For yourself, can you think of five moments when you really felt of value?
This has not been easy for me! In fact, I’ve thought about this for weeks, bouncing back and forth. Was it the act of giving birth to my children, owning successful businesses, hitting a million views on my blog, landing the lead in a play, or running a newspaper? While nice, stacked against “value,” each and every “accomplishment” seemed hollow, maybe even rooted in pride.
“How’s your search for value going? Have you landed on your five memories yet?” a friend asked.
“No. I just keep thinking of standing before God, trying to brag about my bachelor’s degree or being a physician liaison, and it sounds completely inane.”
“Elisa, don’t downplay your accomplishments.”
But she clearly didn’t understand.
That night Mike and I made a fancy dinner with the kids. We laughed and joked. We played ping-pong on the kitchen table and tried the new “Starlight” Coca-Cola. It was the most fun I’ve had in months. Then, when the kids went to bed and Mike sat reading a book about Eastern philosophy, I sneaked downstairs.
It’s rare for me to have enough energy to get extra things done, but I knew I could do something small that night—and it would have a huge impact.
In my sewing room, there’s a stack of clothes that need patches, buttons, and other adjustments. So, like a little elf, I fixed everything. It didn’t take a terribly long time, and as I sewed, I felt so much love pouring through my tumor-ridden body.
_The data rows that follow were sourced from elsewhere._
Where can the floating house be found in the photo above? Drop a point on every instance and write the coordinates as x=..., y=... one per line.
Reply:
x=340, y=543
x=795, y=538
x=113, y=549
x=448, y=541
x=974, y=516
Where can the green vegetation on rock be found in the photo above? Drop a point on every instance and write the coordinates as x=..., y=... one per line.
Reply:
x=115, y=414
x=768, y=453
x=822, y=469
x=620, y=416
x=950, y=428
“What are you doing, sweetheart?” Mike whispered. “Oh, my gosh! You fixed everything!”
He picked up a pair of his pants, and I suddenly felt like I had value. I could hardly wait for the kids to see what I’d fixed.
“You look so tired… But you seem so happy,” Mike said.
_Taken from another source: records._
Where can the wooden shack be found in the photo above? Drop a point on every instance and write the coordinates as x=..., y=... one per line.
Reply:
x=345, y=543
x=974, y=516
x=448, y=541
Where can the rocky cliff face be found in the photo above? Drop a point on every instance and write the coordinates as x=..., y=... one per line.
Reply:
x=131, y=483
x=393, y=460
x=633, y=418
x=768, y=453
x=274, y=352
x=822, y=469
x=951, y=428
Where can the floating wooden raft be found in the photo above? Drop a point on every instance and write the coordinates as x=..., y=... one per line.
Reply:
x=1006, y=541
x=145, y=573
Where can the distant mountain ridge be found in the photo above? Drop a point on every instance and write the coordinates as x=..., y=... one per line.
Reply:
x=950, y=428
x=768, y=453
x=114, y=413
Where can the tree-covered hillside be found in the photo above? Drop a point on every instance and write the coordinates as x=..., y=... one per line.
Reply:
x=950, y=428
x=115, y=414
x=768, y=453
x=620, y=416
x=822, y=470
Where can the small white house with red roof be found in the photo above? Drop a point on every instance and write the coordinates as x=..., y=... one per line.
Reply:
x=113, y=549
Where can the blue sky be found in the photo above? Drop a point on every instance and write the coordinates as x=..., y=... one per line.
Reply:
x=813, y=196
I grinned. “It sounds so cliché, but it just hit me. It’s the small things. When I stand before God, if He asks me why I think my life mattered, I’ll say it did because I tried to make a difference for the people who meant the most to me.”
That night I snuggled into my fuzzy blanket, and even though the pain in my hip has grown to much higher levels and I’m still a little scared about the new bone infusions, nothing could dampen my happiness. The kids and Mike feel how much I love them, and so do the people who are closest to me. And that’s truly what matters. That is what has given my life value. And you know what, that’s enough for me.